The party's eventual existence was revealed to the public, albeit in an unusual manner, on 21 April 2022, when DPR-RI Deputy Speaker Sufmi Dasco Ahmad announced that he had an audience with some minor parties, and he named Indonesia Students Party as one of the party.

The Ministry of Law and Human Rights later confirmed that the party had been legally recognised on 21 January 2022, as the successor of Indonesian Christian Party 1945 (Parkindo 1945). However, the ministry's stance was contested by original members of Parkindo 1945 who claimed the change occurred without their prior knowledge, while also alleging foul play in the party registration process.

During the party congress in July 2022, the party decided not to register for the 2024 election as resources would be focused instead to provide political education to the public. The party would seek electoral presence only in 2029 when it become matured.

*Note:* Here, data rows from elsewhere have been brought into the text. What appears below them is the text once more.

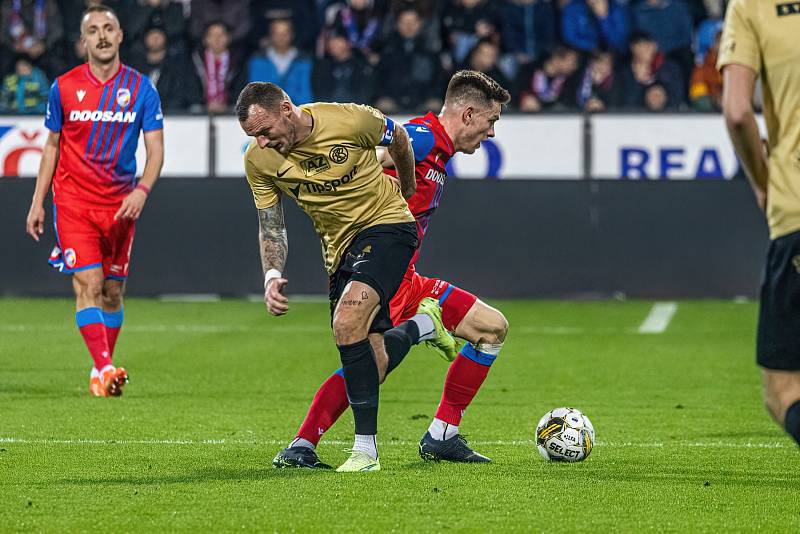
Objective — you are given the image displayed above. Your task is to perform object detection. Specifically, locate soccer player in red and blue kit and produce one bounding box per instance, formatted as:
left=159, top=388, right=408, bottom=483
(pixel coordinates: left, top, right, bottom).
left=273, top=71, right=509, bottom=468
left=26, top=5, right=164, bottom=397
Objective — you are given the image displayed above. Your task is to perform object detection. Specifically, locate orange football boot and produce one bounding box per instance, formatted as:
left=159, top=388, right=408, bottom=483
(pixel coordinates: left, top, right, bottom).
left=102, top=367, right=128, bottom=397
left=89, top=373, right=108, bottom=397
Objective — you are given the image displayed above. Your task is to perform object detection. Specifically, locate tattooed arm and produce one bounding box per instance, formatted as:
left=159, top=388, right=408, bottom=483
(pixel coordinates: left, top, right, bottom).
left=258, top=198, right=289, bottom=315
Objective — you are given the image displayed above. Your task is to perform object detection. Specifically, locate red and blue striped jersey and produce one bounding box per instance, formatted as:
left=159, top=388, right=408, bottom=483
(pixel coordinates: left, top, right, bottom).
left=44, top=63, right=164, bottom=207
left=385, top=111, right=455, bottom=267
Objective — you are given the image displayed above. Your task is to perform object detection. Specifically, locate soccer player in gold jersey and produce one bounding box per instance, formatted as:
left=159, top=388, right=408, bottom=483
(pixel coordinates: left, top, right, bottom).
left=236, top=82, right=456, bottom=472
left=717, top=0, right=800, bottom=443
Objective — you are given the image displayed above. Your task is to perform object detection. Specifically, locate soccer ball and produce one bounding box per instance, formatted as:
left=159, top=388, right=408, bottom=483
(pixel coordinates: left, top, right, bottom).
left=536, top=408, right=594, bottom=462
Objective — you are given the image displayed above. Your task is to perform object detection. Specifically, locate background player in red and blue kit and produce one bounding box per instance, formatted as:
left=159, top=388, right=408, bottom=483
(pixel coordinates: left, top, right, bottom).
left=27, top=6, right=164, bottom=397
left=273, top=71, right=510, bottom=468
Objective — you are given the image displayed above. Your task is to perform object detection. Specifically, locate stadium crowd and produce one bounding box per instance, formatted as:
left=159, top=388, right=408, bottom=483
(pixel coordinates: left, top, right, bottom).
left=0, top=0, right=726, bottom=114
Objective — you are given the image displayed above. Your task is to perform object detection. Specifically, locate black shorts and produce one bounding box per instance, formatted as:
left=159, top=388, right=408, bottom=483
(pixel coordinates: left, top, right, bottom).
left=328, top=222, right=418, bottom=334
left=756, top=232, right=800, bottom=371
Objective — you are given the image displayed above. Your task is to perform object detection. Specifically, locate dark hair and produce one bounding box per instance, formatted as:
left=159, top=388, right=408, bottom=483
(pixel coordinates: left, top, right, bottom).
left=628, top=31, right=654, bottom=46
left=203, top=19, right=231, bottom=37
left=236, top=82, right=289, bottom=122
left=81, top=4, right=119, bottom=22
left=444, top=70, right=511, bottom=109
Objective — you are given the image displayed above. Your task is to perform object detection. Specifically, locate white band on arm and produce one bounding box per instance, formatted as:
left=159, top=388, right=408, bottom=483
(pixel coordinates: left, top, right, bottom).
left=264, top=269, right=283, bottom=291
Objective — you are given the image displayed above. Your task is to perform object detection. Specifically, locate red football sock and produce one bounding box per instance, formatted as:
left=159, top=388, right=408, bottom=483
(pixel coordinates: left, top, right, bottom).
left=106, top=327, right=120, bottom=356
left=75, top=308, right=111, bottom=371
left=297, top=369, right=350, bottom=446
left=103, top=308, right=124, bottom=357
left=436, top=344, right=493, bottom=426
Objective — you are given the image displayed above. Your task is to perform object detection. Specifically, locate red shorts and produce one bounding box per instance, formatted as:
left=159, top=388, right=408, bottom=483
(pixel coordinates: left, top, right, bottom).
left=389, top=270, right=478, bottom=332
left=50, top=204, right=136, bottom=280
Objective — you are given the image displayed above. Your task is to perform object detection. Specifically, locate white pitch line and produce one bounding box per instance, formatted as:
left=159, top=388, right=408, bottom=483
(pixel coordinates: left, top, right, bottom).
left=0, top=322, right=592, bottom=336
left=639, top=302, right=678, bottom=334
left=158, top=293, right=222, bottom=302
left=0, top=437, right=795, bottom=449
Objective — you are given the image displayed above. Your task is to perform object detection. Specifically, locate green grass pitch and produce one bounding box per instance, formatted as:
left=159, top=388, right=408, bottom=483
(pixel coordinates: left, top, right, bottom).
left=0, top=299, right=800, bottom=533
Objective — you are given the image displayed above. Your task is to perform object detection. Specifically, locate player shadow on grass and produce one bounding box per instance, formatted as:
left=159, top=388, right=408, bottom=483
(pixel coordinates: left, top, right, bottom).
left=558, top=464, right=800, bottom=489
left=55, top=465, right=333, bottom=486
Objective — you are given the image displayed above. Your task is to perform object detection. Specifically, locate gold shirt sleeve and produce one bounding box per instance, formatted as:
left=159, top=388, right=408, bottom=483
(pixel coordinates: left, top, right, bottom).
left=244, top=149, right=280, bottom=213
left=348, top=104, right=386, bottom=148
left=717, top=0, right=761, bottom=74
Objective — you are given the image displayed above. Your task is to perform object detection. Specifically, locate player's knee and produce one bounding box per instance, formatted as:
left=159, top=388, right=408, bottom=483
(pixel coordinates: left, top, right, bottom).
left=485, top=309, right=508, bottom=344
left=103, top=285, right=122, bottom=310
left=333, top=313, right=366, bottom=345
left=75, top=279, right=103, bottom=301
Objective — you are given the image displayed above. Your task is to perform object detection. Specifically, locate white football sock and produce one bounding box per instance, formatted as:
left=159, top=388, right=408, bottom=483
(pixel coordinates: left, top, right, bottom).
left=428, top=417, right=458, bottom=441
left=289, top=438, right=316, bottom=451
left=410, top=313, right=436, bottom=341
left=353, top=434, right=378, bottom=460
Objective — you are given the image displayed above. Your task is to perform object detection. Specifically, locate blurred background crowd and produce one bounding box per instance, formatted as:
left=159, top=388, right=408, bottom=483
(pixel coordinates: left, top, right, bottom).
left=0, top=0, right=726, bottom=114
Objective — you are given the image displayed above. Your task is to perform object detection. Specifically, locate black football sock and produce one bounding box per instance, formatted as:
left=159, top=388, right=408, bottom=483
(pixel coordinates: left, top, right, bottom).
left=338, top=339, right=378, bottom=435
left=783, top=400, right=800, bottom=445
left=383, top=321, right=419, bottom=375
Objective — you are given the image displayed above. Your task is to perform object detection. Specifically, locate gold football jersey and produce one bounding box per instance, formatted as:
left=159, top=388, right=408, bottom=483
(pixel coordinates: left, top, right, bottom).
left=717, top=0, right=800, bottom=239
left=244, top=103, right=414, bottom=274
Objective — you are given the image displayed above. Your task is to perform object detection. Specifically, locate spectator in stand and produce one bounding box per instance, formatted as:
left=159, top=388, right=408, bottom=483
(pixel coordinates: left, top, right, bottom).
left=689, top=30, right=722, bottom=111
left=442, top=0, right=502, bottom=65
left=383, top=0, right=443, bottom=53
left=192, top=22, right=247, bottom=113
left=0, top=0, right=66, bottom=78
left=121, top=0, right=188, bottom=56
left=500, top=0, right=557, bottom=70
left=644, top=82, right=669, bottom=111
left=622, top=32, right=684, bottom=109
left=312, top=33, right=375, bottom=104
left=467, top=37, right=511, bottom=98
left=559, top=0, right=628, bottom=52
left=376, top=9, right=444, bottom=113
left=249, top=0, right=320, bottom=54
left=517, top=46, right=579, bottom=113
left=578, top=50, right=622, bottom=113
left=189, top=0, right=252, bottom=52
left=248, top=19, right=314, bottom=104
left=130, top=27, right=203, bottom=112
left=629, top=0, right=694, bottom=98
left=0, top=56, right=50, bottom=114
left=320, top=0, right=383, bottom=66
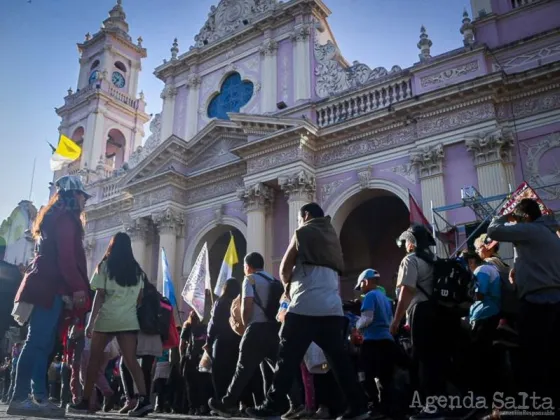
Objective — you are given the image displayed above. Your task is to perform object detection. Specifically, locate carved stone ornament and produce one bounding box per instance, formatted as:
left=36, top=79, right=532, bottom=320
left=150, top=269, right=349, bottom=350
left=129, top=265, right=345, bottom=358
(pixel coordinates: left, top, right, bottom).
left=160, top=85, right=177, bottom=100
left=290, top=25, right=313, bottom=42
left=187, top=74, right=202, bottom=88
left=320, top=177, right=352, bottom=207
left=84, top=238, right=95, bottom=259
left=125, top=218, right=150, bottom=241
left=356, top=166, right=373, bottom=190
left=382, top=163, right=418, bottom=184
left=194, top=0, right=278, bottom=48
left=314, top=37, right=402, bottom=98
left=259, top=38, right=278, bottom=56
left=278, top=170, right=316, bottom=201
left=128, top=114, right=161, bottom=169
left=526, top=132, right=560, bottom=200
left=237, top=182, right=274, bottom=211
left=410, top=144, right=444, bottom=178
left=420, top=60, right=478, bottom=87
left=465, top=127, right=514, bottom=165
left=152, top=208, right=185, bottom=236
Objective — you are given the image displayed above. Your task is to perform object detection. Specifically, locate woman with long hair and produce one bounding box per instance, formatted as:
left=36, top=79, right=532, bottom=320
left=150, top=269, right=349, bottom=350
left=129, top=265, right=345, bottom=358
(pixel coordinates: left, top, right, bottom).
left=8, top=176, right=91, bottom=417
left=203, top=278, right=241, bottom=400
left=68, top=232, right=152, bottom=417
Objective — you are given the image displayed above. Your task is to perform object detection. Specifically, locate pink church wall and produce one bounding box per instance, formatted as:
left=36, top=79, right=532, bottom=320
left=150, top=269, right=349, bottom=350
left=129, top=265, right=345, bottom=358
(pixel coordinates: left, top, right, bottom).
left=476, top=0, right=560, bottom=48
left=444, top=142, right=478, bottom=225
left=513, top=123, right=560, bottom=211
left=277, top=39, right=294, bottom=106
left=173, top=86, right=187, bottom=138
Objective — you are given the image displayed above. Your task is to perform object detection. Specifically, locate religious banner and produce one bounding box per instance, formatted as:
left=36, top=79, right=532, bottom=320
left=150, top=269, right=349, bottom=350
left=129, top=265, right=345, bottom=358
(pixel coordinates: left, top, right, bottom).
left=499, top=182, right=551, bottom=216
left=181, top=243, right=212, bottom=319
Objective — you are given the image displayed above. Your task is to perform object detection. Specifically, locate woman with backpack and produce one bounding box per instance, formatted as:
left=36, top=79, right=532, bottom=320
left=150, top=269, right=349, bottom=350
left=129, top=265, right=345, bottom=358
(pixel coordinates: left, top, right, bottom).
left=68, top=232, right=152, bottom=417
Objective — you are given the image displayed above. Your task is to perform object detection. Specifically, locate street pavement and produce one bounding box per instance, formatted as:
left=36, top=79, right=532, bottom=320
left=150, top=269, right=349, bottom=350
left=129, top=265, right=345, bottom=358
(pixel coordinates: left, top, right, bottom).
left=0, top=405, right=238, bottom=420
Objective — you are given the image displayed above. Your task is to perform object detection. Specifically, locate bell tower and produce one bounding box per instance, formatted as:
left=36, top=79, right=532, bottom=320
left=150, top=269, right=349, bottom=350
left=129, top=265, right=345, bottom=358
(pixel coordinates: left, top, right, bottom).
left=56, top=0, right=150, bottom=174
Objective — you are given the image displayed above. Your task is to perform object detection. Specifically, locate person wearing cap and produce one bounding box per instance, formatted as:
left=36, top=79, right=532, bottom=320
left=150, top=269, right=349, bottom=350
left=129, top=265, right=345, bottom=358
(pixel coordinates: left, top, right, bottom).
left=390, top=224, right=460, bottom=420
left=488, top=198, right=560, bottom=415
left=7, top=176, right=91, bottom=418
left=355, top=268, right=398, bottom=416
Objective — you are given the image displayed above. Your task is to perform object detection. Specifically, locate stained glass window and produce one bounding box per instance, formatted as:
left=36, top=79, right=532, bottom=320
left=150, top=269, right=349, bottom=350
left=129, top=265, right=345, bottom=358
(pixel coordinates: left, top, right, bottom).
left=208, top=73, right=254, bottom=120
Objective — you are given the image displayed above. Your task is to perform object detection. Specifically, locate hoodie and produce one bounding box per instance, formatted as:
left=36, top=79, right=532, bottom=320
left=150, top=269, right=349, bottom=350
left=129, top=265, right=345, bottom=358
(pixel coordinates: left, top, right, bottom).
left=488, top=216, right=560, bottom=300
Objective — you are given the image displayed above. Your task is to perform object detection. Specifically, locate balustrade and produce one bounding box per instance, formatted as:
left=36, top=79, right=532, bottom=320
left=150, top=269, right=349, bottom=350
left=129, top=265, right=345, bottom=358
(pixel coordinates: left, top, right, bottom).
left=316, top=76, right=412, bottom=127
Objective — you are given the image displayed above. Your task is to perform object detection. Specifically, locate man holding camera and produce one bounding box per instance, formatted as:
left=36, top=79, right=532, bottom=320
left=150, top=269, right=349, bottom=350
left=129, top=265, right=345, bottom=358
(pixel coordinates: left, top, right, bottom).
left=488, top=198, right=560, bottom=410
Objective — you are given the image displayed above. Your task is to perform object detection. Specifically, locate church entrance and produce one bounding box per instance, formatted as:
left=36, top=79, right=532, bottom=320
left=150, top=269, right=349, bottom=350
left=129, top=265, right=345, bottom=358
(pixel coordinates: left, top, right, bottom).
left=335, top=189, right=409, bottom=299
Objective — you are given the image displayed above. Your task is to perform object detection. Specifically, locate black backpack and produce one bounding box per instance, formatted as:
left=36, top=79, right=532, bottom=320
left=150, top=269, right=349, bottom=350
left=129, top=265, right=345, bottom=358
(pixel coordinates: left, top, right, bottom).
left=422, top=258, right=476, bottom=314
left=252, top=273, right=284, bottom=322
left=137, top=280, right=173, bottom=341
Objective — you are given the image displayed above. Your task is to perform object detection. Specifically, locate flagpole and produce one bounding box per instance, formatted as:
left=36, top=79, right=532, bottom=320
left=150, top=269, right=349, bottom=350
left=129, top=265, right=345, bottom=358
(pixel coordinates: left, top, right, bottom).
left=29, top=156, right=37, bottom=201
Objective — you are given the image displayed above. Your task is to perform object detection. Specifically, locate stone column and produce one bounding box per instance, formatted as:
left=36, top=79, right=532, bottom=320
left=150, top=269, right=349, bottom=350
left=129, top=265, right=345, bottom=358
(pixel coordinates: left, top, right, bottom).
left=278, top=170, right=316, bottom=239
left=260, top=38, right=278, bottom=113
left=125, top=218, right=150, bottom=272
left=161, top=85, right=177, bottom=142
left=238, top=182, right=274, bottom=261
left=185, top=74, right=201, bottom=141
left=84, top=109, right=107, bottom=169
left=465, top=127, right=517, bottom=258
left=291, top=25, right=311, bottom=102
left=410, top=144, right=447, bottom=258
left=152, top=208, right=184, bottom=296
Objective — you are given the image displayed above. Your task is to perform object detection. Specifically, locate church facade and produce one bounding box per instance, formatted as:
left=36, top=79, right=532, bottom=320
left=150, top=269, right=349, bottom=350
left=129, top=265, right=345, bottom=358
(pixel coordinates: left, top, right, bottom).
left=57, top=0, right=560, bottom=304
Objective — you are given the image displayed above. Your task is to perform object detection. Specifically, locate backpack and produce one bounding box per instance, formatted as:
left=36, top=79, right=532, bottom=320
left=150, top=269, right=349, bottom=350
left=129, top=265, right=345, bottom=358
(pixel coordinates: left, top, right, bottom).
left=431, top=258, right=476, bottom=313
left=252, top=272, right=284, bottom=322
left=136, top=280, right=173, bottom=341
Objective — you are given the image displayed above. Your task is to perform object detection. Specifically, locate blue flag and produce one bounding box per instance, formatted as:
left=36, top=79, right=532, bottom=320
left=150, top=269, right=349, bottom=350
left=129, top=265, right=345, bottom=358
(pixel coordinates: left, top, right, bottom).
left=161, top=248, right=177, bottom=306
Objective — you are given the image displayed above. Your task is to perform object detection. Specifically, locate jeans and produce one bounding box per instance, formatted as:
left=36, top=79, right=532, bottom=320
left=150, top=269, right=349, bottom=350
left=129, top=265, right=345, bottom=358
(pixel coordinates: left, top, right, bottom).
left=266, top=313, right=367, bottom=411
left=12, top=296, right=63, bottom=401
left=223, top=322, right=284, bottom=407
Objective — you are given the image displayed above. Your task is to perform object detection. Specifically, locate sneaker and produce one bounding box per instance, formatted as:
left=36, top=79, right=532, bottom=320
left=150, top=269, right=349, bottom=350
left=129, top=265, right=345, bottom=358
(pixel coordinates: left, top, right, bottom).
left=311, top=405, right=331, bottom=420
left=410, top=408, right=445, bottom=420
left=128, top=396, right=154, bottom=417
left=245, top=405, right=284, bottom=420
left=6, top=398, right=44, bottom=417
left=119, top=398, right=136, bottom=414
left=208, top=398, right=237, bottom=418
left=66, top=400, right=91, bottom=414
left=336, top=409, right=370, bottom=420
left=282, top=405, right=307, bottom=420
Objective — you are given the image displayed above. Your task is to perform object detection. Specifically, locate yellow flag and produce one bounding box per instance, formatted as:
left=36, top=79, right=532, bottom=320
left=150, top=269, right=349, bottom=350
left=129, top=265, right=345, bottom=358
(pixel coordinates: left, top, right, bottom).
left=51, top=134, right=82, bottom=171
left=214, top=235, right=239, bottom=296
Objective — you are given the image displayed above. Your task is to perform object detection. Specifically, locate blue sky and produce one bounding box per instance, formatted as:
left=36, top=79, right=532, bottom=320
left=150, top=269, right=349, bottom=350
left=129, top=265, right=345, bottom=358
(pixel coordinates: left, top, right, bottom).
left=0, top=0, right=470, bottom=221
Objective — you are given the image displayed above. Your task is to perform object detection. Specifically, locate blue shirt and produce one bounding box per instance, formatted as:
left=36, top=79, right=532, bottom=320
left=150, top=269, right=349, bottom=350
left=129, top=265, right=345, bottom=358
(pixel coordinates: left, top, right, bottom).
left=470, top=264, right=502, bottom=322
left=362, top=290, right=393, bottom=341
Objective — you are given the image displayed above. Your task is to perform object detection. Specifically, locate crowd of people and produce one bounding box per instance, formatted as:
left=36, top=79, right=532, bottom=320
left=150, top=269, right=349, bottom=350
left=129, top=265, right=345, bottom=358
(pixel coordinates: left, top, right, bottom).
left=2, top=176, right=560, bottom=420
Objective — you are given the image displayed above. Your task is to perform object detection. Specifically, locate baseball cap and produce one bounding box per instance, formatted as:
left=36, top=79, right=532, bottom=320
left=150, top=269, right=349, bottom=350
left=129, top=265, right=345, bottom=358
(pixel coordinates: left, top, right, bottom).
left=354, top=268, right=381, bottom=290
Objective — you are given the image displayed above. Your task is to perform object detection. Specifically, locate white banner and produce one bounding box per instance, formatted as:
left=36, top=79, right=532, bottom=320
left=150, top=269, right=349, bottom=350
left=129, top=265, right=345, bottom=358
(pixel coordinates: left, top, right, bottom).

At the same congress, Pratama claimed that the issue with Parkindo 1945 has been settled.

== Party organisation ==
- Chairperson:
  - Eko Pratama
- Secretary General:
  - Mohammad Al Hafiz
- Treasurer:
  - Muhammad Akmal Mauludin
- Party Court Chair:
  - Teguh Stiawan
- Party Court members
  - Davistha A.
  - Rican

== Response to party founding ==
Indonesian Students Party is not universally welcomed by university students ought to be the party's main basis, and students executive boards of various universities perceived the party do not represent their struggle.

Student executive board confederation BEM Seluruh Indonesia rejected the new party as they believed students' movement is inherently extra-parliamentary, hence, diminishing the need to establish a political party for students. Meanwhile, Ridho Alamsyah, the central secretary of the rival faction of BEM Nusantara who opposed Pratama, believed that the party could gag students' movements and making it vulnerable to be swayed by interest groups through financial means, and the party must disband immediately.